MUTLASS 0.2.0 - February 2025
MUTLASS(MUSA Templates for Linear Algebra Subroutines) is a header-only library for implementing high-performance matrix-matrix multiplication (GEMM) within MUSA(Meta-computing Unified System Architecture). It incorporates strategies for hierarchical decomposition and data movement similar to those used to implement muDNN.
See the Quick Start Guide to get started quickly.
Note: MUTLASS uses the CuTe library, introduced in CUTLASS 3.x, as the backend, and thus is incompatible with most implementations of CUTLASS 2.x.
MUTLASS 0.2.0 is an update to MUTLASS adding:
- MP31 Features:
- Squad-level MMA(SQMMA) and Warp-level MMA primitives with rich data types (TF32/FP16/BF16/FP8/S8 etc.).

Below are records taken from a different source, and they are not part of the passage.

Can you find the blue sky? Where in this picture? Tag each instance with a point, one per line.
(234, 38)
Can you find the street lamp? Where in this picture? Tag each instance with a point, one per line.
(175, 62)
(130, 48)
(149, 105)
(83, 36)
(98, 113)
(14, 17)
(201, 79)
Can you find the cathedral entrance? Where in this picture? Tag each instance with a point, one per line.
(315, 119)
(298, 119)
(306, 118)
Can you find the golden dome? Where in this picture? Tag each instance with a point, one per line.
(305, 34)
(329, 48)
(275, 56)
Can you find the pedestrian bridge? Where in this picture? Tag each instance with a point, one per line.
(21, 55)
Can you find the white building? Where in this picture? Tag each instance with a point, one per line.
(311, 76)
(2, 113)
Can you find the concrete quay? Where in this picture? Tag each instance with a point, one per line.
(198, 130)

- Tensor Memory Engine(TME) and RobustBufferAccess primitives.
 
- New GEMM mainloop and epilogue targeting MP31 architecture that achieve high performance with TME and SQMMA.

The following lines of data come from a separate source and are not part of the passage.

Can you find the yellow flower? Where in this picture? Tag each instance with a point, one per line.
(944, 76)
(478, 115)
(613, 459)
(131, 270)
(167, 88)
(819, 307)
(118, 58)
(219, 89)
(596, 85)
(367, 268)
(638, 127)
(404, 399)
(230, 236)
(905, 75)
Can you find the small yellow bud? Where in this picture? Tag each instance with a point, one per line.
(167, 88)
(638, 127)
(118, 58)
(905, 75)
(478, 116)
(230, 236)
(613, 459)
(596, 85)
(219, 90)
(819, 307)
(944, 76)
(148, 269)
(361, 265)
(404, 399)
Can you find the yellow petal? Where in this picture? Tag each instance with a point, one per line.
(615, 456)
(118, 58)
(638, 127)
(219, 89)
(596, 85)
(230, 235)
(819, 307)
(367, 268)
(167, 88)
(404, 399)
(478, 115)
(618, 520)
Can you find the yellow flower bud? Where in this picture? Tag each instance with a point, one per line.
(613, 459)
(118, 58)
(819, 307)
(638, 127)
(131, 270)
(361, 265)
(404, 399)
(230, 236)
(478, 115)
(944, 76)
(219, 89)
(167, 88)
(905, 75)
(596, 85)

- New tile scheduler to support CTA swizzle for MP31 kernels.
- New experimental directory housing the implementations that are not yet stable and may have significant changes in the future.
- Prototype of Flash Attention Forward targeting MP31 architecture with TME, RobustBufferAccess and SQMMA.
 
- New FP8 GEMM with groupwise scaling.
- Upgrade the backend from CUTLASS/CuTe 3.5.0 to CUTLASS/CuTe 3.6.0.
Minimum requirements:
- 
Architecture: Quyuan 
- 
Compiler: MCC 4.0.0 
- 
MUSA Toolkit version: 4.0.0 
See the CHANGELOG for a detailed listing of releases and updates.

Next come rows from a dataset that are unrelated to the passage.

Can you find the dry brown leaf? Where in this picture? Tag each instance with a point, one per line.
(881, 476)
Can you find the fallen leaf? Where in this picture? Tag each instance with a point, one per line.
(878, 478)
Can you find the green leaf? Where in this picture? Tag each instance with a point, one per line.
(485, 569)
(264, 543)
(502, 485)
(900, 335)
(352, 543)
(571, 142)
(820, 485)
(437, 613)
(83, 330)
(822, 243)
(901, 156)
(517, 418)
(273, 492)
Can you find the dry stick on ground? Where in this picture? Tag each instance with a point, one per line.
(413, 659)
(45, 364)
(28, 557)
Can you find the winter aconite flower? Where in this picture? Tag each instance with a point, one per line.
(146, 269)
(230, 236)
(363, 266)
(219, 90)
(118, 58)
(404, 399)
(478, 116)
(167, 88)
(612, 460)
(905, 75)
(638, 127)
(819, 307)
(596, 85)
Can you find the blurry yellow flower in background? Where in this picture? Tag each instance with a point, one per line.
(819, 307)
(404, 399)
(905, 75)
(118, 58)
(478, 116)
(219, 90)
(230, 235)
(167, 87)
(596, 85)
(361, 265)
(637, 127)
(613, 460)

The above figure shows the relative performance of the tensorop GEMM compared with muDNN. The performance of TF32 data type be futher optimized in the next release.
- Quick Start Guide - build and run MUTLASS
MUTLASS is a header-only template library and does not need to be built to be used by other projects. Client applications should target MUTLASS's include/ directory in their include paths.
MUTLASS unit tests, examples, and utilities can be build with CMake. The minimum version of CMake is given in the QuickStart guide.
Create a build directory within the MUTLASS project, then run CMake. By default MUTLASS will build kernels for MUSA architecture versions 2.2 and 3.1.